UUIDs are just handy and implementing a
process-wide shared i64 counter requires some
extra coding.
> Generating a uuid is not something that is not measurable performance
> wise. It might take some expensive interproces communication or even
> hardware access.
>
OTOH, the UUID generation is not time-critical.
It will only happen if a repos layer operation
explicitly allows cached revprops and then it
will only happen once for the whole e.g. report.
-- Stefan^2.
>
> Bert
> ------------------------------
> From: Stefan Fuhrmann <stefan.fuhrmann_at_wandisco.com>
> Sent: 11-10-2015 14:25
> To: Subversion Development <dev_at_subversion.apache.org>
> Subject: Efficient revprop access in lib_repos
>
> [This is the rationale and additional documentation to an upcoming
> set of commits.]
>
> When changing a revprop, we provide the following visibility guarantees:
>
> 1. A request that ends before the set_revprop started, sees the old value
> (duh!).
> 2. A request that starts after the set_revprop completes, sees the new
> value.
> 3. A request that starts before the set_revprop completes, may see the old
> or
> the new value and may not be consistent about it.
>
> The reporter in lib_repos exploits 3. by keeping a hash of the dates
> and authors for all revisions it encountered so far. Not only saves
> that 50+% of revprop lookups but also guarantees consistent properties
> for all reported nodes - at the expense of ~80 bytes/reported revision.
>
> I'd like to expand on that by giving the FS API users more control on
> whether they need to get the latest revprop state (e.g. at the beginning
> of a lib_repos report) or not (e.g. follow-up requests during the same
> lib_repos report). That will allow the FS layer to read whole revprop
> packs and simply deliver their contents during 'svn log' instead of
> re-opening the same files over and over again.
>
> I'll commit a patch set that
>
> * introduces the notion of a barrier in svn_fs_revision_prop2 and
> svn_fs_revision_proplist2 (default: read latest from disk) plus
> a new explicit barier function svn_fs_refresh_rev_props,
> * updates the lib_repos queries to only use one barrier, and
> * implements them in the FS backends.
>
> Note that it is perfectly legal for an FS to ignore the extra flag
> and always fetch the data from disk. So, this how our backends will
> implement it:
>
> * BDB will ignore the flag and always deliver data as today.
>
> * FSFS will use a *temporary*, svn_fs_t-local revprop cache, keyed
> by a UUID. Whenever there is a barrier, the UUID gets cleaned and
> any cache lookup would miss (it should not even try to use the cache).

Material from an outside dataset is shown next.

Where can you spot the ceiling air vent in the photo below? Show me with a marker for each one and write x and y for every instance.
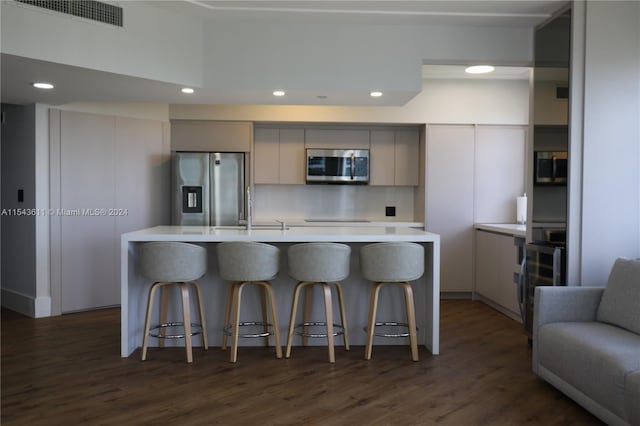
(89, 9)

> Upon the first non-barrier request, a new UUID gets created and the
> cache will be populated whenever we read revprops from disk.
>
> * FSX will only check for a new revprop generation at a barrier.
> That eliminates the requirement to keep the revprop gen file open,
> IOW, revprop caching works with the "normal" file open/read/close
> pattern.
>
> As a result in FSFS, we get most of the benefits of revprop caching,
> fewer file operations and lower CPU load, without introducing complex
> cache invalidation schemes. This is significant in packed repos
> but will also benefit non-packed revs in some operations.
>
> I'll roughly commit the changes in the following order:
>
> * minor cleanup of the FSFS code to keep the relevant change small
> * update FS vtable, defaulting to current behavior
> * implement the new behavior in FSFS
> * bump FS API
> * update lib_repos queries one-by-one for review and testability
> * implement the new behavior in FSX
>
> -- Stefan^2.
>
Received on 2015-10-11 15:41:37 CEST